Следователь поджал тонкие губы и вставил:
– Если вас к ним, разумеется, допустят.
– А почему же нет! – простецки развел Большаков руками. – Мне же не вечно с этим костыликом шкандыбать. Вот заживет нога, и допустят. Ясно как божий день.
Докуренная папироса чадила в пепельнице.
– Дело не только в одной раненой ноге, – многозначительно сказал следователь. – Прежде всего мы должны выяснить, как вы провели все эти дни в тылу у противника, что делали, с кем встречались, какой характер носили эти встречи. Из ваших ответов пока что ясной картины не создается. Странная история с фашистским фельдфебелем, какой-то великодушный человек, убивающий фашиста.

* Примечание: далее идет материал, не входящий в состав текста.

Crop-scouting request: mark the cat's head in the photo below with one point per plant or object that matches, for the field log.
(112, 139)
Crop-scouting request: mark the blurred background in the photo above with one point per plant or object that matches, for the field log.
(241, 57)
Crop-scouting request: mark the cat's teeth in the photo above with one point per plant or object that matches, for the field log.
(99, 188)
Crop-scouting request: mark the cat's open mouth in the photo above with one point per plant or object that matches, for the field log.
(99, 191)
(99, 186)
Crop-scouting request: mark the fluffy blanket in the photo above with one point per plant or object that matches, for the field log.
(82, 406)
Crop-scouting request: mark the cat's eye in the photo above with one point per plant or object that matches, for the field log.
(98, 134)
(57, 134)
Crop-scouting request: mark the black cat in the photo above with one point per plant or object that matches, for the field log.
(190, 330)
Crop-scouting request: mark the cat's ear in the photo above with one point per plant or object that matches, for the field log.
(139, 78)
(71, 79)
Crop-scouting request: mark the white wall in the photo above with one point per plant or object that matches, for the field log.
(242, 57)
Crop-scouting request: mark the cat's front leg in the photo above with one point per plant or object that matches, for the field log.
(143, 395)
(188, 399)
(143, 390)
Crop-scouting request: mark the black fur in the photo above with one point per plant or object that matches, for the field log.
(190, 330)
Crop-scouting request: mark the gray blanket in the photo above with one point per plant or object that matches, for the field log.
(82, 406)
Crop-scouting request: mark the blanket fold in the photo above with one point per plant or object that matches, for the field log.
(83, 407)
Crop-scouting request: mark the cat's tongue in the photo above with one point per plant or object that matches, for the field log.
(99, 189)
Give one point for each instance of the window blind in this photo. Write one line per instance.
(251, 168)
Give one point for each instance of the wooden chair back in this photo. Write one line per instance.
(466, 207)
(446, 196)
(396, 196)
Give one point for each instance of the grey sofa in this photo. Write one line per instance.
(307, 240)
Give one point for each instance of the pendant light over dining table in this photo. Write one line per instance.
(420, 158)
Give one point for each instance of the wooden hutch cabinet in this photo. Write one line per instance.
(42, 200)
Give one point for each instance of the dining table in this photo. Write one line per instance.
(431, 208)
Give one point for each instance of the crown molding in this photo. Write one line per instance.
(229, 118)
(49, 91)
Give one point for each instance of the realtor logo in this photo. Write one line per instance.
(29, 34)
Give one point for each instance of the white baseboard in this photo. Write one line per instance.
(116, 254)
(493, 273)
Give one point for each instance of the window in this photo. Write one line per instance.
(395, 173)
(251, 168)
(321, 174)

Имя этого человека вы почему-то назвать отказались…
В эту минуту рывком распахнулась дверь, и на пороге возникла плотная фигура полковника Саврасова.
– Что здесь происходит? – рявкнул он, с недоумением переводя тяжелый взгляд с капитана на следователя. – Вы кто такой, майор?

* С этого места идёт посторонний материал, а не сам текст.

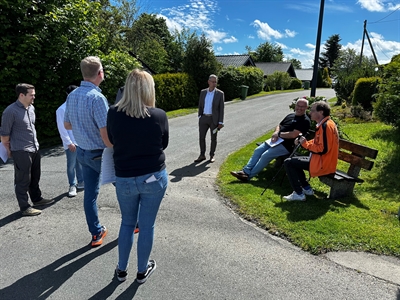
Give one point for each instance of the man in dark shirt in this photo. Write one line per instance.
(286, 132)
(18, 135)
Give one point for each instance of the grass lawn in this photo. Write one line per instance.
(367, 221)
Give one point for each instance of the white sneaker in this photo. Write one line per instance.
(308, 192)
(80, 185)
(295, 197)
(72, 191)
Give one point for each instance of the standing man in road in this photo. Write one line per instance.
(211, 116)
(285, 133)
(74, 168)
(86, 114)
(18, 135)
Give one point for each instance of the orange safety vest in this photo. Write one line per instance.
(324, 149)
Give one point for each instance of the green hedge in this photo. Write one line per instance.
(175, 91)
(231, 78)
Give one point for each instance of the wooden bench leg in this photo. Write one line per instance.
(341, 189)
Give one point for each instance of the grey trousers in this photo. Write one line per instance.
(205, 123)
(26, 177)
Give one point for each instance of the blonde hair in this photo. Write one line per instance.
(139, 93)
(90, 67)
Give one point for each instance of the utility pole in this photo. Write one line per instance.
(369, 42)
(317, 47)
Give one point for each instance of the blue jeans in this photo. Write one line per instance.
(138, 200)
(262, 156)
(90, 161)
(73, 168)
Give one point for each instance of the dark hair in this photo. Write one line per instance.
(70, 88)
(22, 88)
(324, 107)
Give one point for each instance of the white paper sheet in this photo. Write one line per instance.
(3, 153)
(107, 166)
(273, 144)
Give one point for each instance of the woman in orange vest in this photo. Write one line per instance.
(324, 149)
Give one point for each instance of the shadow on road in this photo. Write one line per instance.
(44, 282)
(17, 215)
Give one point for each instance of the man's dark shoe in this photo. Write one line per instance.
(30, 211)
(142, 277)
(97, 240)
(43, 201)
(240, 175)
(200, 158)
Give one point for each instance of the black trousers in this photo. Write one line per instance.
(26, 177)
(295, 167)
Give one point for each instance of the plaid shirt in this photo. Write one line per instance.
(18, 123)
(86, 110)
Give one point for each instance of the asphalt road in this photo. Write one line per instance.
(203, 249)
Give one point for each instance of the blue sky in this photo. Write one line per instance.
(232, 25)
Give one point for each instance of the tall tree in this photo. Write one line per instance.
(332, 49)
(266, 52)
(200, 61)
(150, 39)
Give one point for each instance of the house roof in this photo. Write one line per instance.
(304, 74)
(235, 60)
(270, 67)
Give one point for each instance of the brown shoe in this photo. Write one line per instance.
(200, 158)
(240, 175)
(43, 201)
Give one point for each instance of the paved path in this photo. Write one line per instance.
(203, 250)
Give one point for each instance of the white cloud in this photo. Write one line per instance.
(372, 5)
(378, 5)
(231, 39)
(290, 33)
(384, 50)
(265, 32)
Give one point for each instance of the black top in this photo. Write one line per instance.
(292, 122)
(138, 143)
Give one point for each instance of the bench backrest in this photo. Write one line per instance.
(358, 156)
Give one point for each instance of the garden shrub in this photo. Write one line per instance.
(387, 107)
(175, 91)
(295, 83)
(364, 92)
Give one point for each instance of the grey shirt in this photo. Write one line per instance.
(18, 123)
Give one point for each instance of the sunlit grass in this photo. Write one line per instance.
(366, 221)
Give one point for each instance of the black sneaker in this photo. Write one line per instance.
(97, 240)
(142, 277)
(121, 275)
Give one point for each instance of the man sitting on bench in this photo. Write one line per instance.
(286, 132)
(324, 149)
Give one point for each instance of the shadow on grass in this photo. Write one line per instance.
(387, 179)
(313, 208)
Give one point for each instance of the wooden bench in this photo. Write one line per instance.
(359, 157)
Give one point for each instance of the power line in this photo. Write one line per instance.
(386, 16)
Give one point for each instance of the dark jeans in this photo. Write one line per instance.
(205, 123)
(26, 177)
(295, 167)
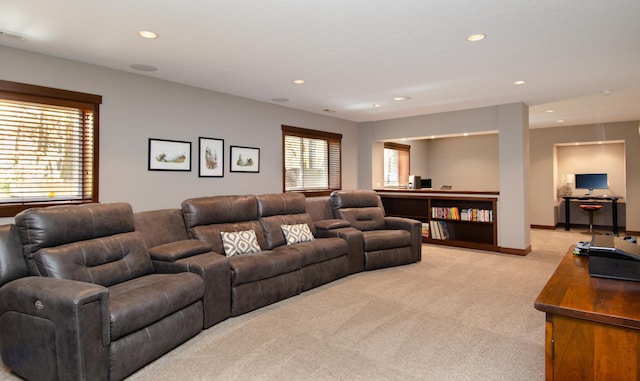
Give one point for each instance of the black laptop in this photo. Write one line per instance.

Усы у Саврасова стояли, что называется, дыбом, полные губы вздрагивали, и сквозь них проглядывали почерневшие от табака зубы. По всему было видно, что из штаба фронта командир полка возвратился разъяренным и сейчас не знал, на ком сорвать зло. Большаков обессиленно опустился на стул.

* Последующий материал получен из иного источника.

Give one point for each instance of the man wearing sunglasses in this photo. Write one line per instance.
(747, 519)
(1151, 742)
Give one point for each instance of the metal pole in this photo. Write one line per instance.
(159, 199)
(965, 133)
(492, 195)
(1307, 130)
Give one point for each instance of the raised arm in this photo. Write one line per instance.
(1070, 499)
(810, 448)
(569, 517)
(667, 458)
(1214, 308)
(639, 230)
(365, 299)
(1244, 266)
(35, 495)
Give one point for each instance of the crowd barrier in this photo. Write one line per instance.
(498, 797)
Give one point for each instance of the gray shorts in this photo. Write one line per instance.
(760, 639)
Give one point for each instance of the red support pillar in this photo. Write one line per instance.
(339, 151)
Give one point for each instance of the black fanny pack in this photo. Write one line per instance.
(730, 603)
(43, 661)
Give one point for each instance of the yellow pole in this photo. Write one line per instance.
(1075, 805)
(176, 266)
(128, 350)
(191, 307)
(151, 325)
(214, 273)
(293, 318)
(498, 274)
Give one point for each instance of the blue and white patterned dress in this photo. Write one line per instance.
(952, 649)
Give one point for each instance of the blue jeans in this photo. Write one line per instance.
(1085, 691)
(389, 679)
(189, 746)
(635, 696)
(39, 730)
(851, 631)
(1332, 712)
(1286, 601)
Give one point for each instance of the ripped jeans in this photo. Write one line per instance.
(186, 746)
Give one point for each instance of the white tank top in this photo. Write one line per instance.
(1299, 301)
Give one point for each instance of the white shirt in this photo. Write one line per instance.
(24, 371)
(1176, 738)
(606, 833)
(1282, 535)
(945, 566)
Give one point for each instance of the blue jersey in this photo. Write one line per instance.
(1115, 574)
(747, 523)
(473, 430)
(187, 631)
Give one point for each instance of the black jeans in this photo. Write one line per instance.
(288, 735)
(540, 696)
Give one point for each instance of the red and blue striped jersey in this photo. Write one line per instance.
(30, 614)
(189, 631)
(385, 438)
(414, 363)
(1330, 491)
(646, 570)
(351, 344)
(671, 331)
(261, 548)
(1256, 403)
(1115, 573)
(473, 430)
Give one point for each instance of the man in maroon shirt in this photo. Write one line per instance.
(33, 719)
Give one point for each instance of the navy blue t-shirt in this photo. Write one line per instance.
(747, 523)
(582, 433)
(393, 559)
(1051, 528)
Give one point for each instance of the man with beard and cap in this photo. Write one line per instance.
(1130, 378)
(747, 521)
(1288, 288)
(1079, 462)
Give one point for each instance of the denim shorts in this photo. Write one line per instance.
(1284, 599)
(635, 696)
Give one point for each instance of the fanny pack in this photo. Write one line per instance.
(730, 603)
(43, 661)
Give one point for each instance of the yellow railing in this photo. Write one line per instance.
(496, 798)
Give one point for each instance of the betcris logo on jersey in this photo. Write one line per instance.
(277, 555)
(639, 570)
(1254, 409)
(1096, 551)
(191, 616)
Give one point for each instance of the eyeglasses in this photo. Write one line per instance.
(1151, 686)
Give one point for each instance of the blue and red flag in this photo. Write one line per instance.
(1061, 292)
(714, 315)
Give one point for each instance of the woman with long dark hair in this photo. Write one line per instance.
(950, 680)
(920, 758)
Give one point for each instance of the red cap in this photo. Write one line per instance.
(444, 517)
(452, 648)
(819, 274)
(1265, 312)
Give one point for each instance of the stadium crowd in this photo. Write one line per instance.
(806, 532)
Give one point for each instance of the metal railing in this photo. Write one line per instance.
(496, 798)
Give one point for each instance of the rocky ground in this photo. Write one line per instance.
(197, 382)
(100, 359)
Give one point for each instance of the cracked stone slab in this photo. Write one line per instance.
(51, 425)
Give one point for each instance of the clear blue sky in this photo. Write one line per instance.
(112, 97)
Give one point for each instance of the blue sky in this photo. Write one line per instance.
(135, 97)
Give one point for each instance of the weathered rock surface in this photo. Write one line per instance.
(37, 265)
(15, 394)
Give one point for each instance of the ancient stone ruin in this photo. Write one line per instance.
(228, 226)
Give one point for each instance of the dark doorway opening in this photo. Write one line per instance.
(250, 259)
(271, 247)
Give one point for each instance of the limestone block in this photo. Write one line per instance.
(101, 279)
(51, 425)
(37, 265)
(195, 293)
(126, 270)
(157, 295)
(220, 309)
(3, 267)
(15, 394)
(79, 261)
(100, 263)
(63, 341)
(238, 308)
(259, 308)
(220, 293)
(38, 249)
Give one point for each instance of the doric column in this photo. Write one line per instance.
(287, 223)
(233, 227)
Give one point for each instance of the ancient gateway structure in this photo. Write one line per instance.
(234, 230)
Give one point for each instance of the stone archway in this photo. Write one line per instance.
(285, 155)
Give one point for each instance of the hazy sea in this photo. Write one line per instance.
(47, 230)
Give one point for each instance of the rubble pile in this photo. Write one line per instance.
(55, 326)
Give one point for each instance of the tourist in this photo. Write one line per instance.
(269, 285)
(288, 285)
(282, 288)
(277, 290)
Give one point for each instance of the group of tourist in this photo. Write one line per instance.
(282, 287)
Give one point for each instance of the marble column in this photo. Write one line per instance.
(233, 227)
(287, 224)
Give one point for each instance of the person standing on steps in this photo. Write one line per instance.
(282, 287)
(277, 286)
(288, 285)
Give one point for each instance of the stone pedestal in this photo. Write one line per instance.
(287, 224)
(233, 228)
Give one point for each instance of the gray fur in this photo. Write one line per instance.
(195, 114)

– Он меня сейчас назвал предателем, товарищ командир.
В желтых глазах Саврасова погас на мгновение гнев и появилось удивление.
– Тебя? Нет, подожди. Я чего-то не понимаю.
Следователь уже оправился от растерянности. Растягивая в улыбке побледневшие губы, сказал:
– Здесь и понимать-то нечего. Вот мое удостоверение. Я начал допрашивать вашего капитана Большакова, находившегося на вражеской территории.
– Подождите, – прервал его Саврасов, коротким и властным движением руки отводя в сторону протянутую коленкоровую книжечку. – Значит, вы допрашиваете моего летчика?
– К сожалению, вынужден, товарищ полковник.
– Значит, вы допрашиваете, – не слушая его, с нарастающим бешенством продолжал Саврасов, – а я, командир полка, ничего об этом не знаю. Значит, я для вас, выходит, что трын-трава? Так вы, может быть, с этим своим мандатом и полком вместо меня командовать станете? Матчасть контролировать, маршруты готовить, на цель аэропланы водить. А?!
Саврасов рванул «молнию» на теплой меховой куртке, и она с треском опустилась, открывая грудь в орденах и Золотых Звездах. Кусая губы, он шепотом спросил:
– Вы на чем сюда приехали?
– На «виллисе».
– Садитесь на него и сейчас же отправляйтесь назад.
Следователь деловито закрыл тетрадь, застегнул шинель вздрагивающими пальцами и потянулся за фуражкой.
– Вы сорвали мне работу, – произнес он с вызовом и вышел.
Саврасов сел за письменный стол, не снимая распахнутой куртки, исподлобья посмотрел на Большакова:
– Ну, а теперь рассказывай, что натворил?
За окном послышался шум отъезжающего «виллиса». Виктор рассказал ему все, как было. Саврасов слушал с большим интересом. Несколько раз дверь отворялась и с порога раздавалось нерешительно: «Можно, товарищ командир?» – но он досадливо поднимал руку, говорил: «Нельзя». Смотрел на капитана, с любопытством выставив подбородок, пощипывал короткие густые усы.